Figure 3. Visualization of YoloCurvSeg synthetic data. From left to right are the original image superimposed with noisy skeleton labels, the inflated inpainting mask, the extracted background, the generated foreground, the synthesized image, and the foreground generated by superimposing the synthetic image.

f6eab536cc63075229b007d228b719a6.png

Figure 4. Histograms of four data sets, including real data (top) and corresponding synthetic data (bottom).

478ab0b4614e5bf4d8905b6dabb664ed.png

Figure 5. t-SNE visualization of 4 real and synthetic datasets. CORN good and CORN poor represent the high-quality image subset and low-quality subset of CORN respectively.

(2) A substantial performance lead is achieved in comparison with mainstream and state-of-the-art weakly supervised segmentation methods and noise label learning methods. Regardless of whether it labels the entire data set or a single sample, YoloCurvSeg achieves usable, nearly fully supervised performance, and is relatively suboptimal in multiple indicators (including DSC, ASSD, etc.) on the four data sets. Significant improvements have been achieved, and the quantitative results and visualization results are shown in Table 3-5 and Figure 6 respectively.

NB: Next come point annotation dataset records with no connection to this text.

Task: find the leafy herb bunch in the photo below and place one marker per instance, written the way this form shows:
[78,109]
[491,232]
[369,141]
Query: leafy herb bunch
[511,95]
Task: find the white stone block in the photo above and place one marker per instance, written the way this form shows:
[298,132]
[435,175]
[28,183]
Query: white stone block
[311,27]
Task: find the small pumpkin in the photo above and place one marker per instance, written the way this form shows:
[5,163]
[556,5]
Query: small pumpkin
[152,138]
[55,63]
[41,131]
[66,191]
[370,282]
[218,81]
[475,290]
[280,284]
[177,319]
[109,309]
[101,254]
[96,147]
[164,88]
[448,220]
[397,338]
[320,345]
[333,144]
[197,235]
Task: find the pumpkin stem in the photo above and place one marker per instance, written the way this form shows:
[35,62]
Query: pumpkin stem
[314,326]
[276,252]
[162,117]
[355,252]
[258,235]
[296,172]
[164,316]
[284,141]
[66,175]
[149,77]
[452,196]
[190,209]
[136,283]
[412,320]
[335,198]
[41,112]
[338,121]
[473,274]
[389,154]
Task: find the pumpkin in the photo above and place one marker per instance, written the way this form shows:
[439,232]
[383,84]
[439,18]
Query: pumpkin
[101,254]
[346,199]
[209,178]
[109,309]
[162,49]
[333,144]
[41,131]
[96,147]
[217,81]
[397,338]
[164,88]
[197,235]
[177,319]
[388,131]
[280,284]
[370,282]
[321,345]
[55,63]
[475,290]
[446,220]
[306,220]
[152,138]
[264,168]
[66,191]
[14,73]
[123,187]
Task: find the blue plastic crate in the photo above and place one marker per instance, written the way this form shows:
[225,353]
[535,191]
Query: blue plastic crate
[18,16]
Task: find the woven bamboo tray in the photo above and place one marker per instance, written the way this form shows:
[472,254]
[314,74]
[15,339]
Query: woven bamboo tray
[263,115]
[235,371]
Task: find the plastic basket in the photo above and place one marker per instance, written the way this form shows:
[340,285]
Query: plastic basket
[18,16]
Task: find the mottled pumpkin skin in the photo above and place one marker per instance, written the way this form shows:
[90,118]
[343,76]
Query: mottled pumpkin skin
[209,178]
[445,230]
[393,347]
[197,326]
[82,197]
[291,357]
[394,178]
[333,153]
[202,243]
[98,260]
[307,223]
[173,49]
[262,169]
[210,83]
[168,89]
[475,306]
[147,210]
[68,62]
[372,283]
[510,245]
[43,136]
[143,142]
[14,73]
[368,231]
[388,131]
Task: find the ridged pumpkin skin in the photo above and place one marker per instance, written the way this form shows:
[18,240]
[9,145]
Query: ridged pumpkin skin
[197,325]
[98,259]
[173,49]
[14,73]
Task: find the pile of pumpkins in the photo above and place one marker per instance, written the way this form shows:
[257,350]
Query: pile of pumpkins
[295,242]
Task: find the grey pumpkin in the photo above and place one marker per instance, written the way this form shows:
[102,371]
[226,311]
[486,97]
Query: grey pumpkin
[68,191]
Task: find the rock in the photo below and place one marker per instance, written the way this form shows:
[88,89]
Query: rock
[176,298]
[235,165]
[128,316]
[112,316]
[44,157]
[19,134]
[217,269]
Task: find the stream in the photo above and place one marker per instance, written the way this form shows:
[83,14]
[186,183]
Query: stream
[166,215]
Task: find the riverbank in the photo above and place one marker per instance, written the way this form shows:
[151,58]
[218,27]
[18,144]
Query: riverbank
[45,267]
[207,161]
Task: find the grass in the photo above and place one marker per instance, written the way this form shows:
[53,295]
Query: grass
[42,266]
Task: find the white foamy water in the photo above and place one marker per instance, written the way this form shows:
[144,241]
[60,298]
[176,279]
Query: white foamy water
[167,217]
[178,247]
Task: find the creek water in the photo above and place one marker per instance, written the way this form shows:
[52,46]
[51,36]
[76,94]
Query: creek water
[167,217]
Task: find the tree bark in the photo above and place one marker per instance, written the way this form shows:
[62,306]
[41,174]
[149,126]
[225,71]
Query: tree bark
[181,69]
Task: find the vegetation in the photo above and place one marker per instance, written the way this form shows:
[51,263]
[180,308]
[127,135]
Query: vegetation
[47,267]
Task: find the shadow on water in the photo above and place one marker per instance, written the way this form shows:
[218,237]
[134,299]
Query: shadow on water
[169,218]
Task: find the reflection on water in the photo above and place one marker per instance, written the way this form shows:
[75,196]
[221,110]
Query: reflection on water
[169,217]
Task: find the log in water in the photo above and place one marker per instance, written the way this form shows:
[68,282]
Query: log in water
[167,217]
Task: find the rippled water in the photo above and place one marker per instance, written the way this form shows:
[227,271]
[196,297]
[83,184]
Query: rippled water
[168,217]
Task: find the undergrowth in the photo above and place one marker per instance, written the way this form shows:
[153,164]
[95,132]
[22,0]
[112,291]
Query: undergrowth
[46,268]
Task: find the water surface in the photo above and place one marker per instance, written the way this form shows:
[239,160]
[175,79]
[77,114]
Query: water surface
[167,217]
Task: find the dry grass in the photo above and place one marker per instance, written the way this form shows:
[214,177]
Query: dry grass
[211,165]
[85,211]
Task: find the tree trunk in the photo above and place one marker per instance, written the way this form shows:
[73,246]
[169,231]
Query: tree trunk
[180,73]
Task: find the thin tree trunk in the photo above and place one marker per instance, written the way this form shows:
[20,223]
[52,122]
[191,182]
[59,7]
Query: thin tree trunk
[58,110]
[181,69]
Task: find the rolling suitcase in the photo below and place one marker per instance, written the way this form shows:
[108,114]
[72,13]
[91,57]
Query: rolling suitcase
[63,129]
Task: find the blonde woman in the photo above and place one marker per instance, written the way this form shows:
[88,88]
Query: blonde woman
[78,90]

3365a89c47d8d9f57d61a866024af7fc.png

Table 3. Comparison with existing WSL methods on OCTA500 and CORN datasets. The best results are highlighted in bold and the next best results are highlighted in underline. FS stands for fully supervised learning.

6108cf9681431ded307dadf51d5bb93f.png

Table 4. Comparison with existing WSL methods on DRIVE and CHASEDB1 datasets. The best results are highlighted in bold and the next best results are highlighted in underline. FS stands for fully supervised learning.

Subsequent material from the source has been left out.